L'encre s'était écoulée sur les tours hautes et dignes du palais.

Une fois le crépuscule effacé, une fois les dernières lueurs vespérales éteintes, le château se drapait de bien d'autres allures.

Des allures grisantes, enivrantes, et indécemment sensuelles.

Halan aurait aimé se passer de ces jeux, de ces somptueuses mascarades, mais un prince ne pouvait pas tout et s'il existait bien une chose qui échappait à son contrôle, c'était bien la liberté.

Enchaîné au pouvoir, comme une poupée que sa famille exposerait très fièrement, le prince s'y ennuyait surtout. Malgré le monde qui grouillait autour de lui, malgré tous ces anonymes qui le saluaient, une foule de paroles vides sur les lèvres, il se sentait seul.

Inexorablement seul.

Pourtant, il avait retrouvé la musique, cet air entraînant pour lequel il aurait aimé se mêler aux danseurs et laisser son corps exprimer ce que sa bouche taisait. Il n'en fit rien. Le dos droit, le menton haut, il entretenait l'image insupportable qu'il se plaisait à donner. Le prince intouchable, l'héritier qu'on appréciait par convention, non par envie.

— Altesse, souhaiteriez-vous un autre verre de vin ?

Halan opina sans accorder un seul regard à la femme qui le servait.

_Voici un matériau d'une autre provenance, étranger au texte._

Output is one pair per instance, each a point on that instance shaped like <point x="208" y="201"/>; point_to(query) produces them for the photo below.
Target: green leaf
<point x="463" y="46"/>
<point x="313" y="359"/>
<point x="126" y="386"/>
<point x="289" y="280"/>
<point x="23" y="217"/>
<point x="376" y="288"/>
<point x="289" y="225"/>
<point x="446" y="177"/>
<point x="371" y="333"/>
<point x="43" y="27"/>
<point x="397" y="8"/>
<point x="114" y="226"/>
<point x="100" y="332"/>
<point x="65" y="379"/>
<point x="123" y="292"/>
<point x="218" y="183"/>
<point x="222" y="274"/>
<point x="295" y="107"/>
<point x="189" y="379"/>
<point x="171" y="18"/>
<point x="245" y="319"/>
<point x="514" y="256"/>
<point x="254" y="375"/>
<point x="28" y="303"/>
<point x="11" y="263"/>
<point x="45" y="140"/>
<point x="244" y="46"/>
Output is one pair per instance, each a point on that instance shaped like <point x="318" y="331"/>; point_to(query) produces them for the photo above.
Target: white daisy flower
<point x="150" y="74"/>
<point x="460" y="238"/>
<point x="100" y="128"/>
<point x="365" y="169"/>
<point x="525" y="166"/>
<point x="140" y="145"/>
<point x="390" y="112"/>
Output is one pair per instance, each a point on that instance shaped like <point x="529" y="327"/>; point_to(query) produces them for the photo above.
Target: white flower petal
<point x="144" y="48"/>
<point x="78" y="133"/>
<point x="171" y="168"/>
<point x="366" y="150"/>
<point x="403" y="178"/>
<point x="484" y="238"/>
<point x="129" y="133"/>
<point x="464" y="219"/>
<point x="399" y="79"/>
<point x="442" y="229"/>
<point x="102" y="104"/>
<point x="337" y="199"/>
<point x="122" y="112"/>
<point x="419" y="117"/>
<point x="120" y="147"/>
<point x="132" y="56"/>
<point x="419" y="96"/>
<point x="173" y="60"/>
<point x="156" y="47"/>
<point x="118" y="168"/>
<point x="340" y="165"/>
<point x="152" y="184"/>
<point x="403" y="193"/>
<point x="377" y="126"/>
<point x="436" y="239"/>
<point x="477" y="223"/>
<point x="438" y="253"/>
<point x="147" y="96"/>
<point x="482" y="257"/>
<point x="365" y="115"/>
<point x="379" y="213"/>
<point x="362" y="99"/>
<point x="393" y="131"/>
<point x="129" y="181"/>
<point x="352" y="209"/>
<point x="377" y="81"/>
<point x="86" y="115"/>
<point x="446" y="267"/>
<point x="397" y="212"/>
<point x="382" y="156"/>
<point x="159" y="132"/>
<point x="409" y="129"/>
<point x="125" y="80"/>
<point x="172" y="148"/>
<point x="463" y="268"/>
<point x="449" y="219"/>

Peut-être tentait-elle d'attirer son attention, peut-être était-elle digne d'intérêt, mais il n'était pas d'humeur à considérer qui que ce soit.

Homme ou femme.

La table qui avait été dressée était somptueuse. On avait finalement opiné pour une nappe rouge, symbole de passion, et Halan approuvait en silence ce choix. Il n'y avait qu'un seul corps qu'il brûlait d'enrouler dans une telle étoffe, et celui-ci ne leur avait pas fait l'honneur de sa présence.

De même, les rideaux tombaient lourdement sur le sol et chaque nuance jouait entre le rouge, le bleu, celui des rois, et l'or. Des couleurs riches qui faisaient la fierté de Sabledoray. Ce soir, le Royaume de Salim avait vu les choses en grand. Des mets raffinés, délicatement relevés comme le voulait leurs traditions, des argenteries du meilleur goût, les meilleurs musiciens de tout le pays, sans oublier son lot de divertissements. Les jongleurs achevaient leur numéro tandis que le repas touchait à sa fin.

— Finalement, laissez-moi la bouteille entière.

— Altesse, je...

Halan sourcilla. Oserait-elle lui refuser ce caprice ? Après tout, Sabledoray montrait son plus beau visage à ses invités issus d'un quelconque royaume voisin sans avoir besoin de lui. L'héritier se moquait bien des alliances de son père. Ce soir, il avait l'esprit volatile, la conscience trop légère et le cœur trop lourd. Les négociations et les affres politiques du pays qu'il dirigerait un jour l'indifféraient et il n'avait nulle envie d'y songer.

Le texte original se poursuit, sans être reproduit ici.